Paying your financial adviser: How much is too much?

Q: My late mother had her money managed by a man she trusted completely. We have kept our inheritance with him. For his services, we pay about $500 a quarter. My mother-in-law's portfolio is managed through her bank, and she pays nothing in management fees. I have also heard about management through the Internet with much lower fees. While I'm not dissatisfied with his services, $2,000 a year seems a great deal of money. What are some things to consider when choosing portfolio management services?
M.V.E., via e-mail

A: In general, 1 percent is a normal fee for asset management. In your case, $2,000 would equate to $200,000 in assets.
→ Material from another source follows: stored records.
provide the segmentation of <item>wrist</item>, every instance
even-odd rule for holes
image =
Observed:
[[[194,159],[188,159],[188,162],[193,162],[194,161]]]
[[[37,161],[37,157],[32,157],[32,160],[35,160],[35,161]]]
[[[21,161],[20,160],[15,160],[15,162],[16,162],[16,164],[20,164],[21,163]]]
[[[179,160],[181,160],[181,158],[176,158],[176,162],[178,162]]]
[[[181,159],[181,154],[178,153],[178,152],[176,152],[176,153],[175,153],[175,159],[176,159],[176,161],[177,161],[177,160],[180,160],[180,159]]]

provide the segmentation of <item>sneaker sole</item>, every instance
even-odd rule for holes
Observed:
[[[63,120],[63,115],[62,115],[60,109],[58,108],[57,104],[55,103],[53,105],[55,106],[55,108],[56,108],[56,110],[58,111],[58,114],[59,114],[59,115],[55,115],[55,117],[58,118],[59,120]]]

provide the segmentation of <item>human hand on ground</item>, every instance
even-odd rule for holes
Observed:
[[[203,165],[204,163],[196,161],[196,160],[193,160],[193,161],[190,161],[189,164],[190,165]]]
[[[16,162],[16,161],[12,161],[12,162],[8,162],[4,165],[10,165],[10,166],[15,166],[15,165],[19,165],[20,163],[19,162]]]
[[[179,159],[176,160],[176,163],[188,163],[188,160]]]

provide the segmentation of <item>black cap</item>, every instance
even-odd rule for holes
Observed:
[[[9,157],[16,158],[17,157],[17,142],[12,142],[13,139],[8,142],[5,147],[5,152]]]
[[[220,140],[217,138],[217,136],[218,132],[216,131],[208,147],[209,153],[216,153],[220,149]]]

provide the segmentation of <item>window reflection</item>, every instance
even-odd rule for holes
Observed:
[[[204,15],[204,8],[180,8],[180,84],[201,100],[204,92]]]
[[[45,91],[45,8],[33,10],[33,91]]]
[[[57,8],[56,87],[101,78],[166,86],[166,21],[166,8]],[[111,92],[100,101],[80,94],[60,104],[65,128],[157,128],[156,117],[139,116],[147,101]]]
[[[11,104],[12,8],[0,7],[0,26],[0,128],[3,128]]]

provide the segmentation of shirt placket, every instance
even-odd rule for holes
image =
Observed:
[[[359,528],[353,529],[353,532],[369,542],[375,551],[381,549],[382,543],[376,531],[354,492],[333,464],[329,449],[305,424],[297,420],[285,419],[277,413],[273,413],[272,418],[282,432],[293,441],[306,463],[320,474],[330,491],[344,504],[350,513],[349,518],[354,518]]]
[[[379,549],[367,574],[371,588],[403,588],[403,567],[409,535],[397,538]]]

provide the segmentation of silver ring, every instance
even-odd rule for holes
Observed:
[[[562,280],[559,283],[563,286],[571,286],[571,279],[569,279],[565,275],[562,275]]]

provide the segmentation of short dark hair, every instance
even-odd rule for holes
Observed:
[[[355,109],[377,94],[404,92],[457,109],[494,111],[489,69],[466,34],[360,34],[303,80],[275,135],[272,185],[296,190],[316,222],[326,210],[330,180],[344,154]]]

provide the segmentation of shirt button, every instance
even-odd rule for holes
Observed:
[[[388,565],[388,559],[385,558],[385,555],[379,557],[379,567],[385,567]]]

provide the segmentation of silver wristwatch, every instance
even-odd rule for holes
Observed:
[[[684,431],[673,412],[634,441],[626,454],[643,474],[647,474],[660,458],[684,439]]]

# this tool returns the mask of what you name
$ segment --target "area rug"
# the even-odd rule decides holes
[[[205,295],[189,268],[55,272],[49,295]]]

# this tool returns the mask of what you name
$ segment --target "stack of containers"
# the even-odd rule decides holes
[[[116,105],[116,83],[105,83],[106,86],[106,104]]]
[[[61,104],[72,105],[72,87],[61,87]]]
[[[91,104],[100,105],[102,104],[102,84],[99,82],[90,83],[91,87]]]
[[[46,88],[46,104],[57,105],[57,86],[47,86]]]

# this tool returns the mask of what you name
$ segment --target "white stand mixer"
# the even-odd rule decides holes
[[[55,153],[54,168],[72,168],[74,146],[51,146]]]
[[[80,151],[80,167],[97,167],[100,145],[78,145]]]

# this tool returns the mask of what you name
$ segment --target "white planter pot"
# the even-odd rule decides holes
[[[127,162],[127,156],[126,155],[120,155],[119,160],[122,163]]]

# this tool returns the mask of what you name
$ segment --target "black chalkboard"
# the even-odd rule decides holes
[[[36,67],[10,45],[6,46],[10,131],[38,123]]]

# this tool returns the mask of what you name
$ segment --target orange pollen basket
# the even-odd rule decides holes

Amounts that small, says certified financial planner Raymond Nasser, of Midlothian, Va., often have fees of about 1.5 percent, so 1 percent might be a bargain.

Mr. Nasser questions cheaper alternatives for asset management. Fees will be assessed one way or another, he says, either directly or, in the case of mutual funds, indirectly by the financial professionals who recommend these investments.

One less expensive way would be to find an adviser who charges by the hour and ask him or her for quarterly advice on what to do with money that you manage. If you go that route, look for an adviser on the National Association of Personal Financial Advisors website (www.napfa.org).

When selecting an adviser, Mr. Nasser says find someone with whom you have some rapport and who understands your risk tolerance, as well as your need for income and/or portfolio growth. Check the adviser's references to make sure he or she isn't in any regulatory trouble.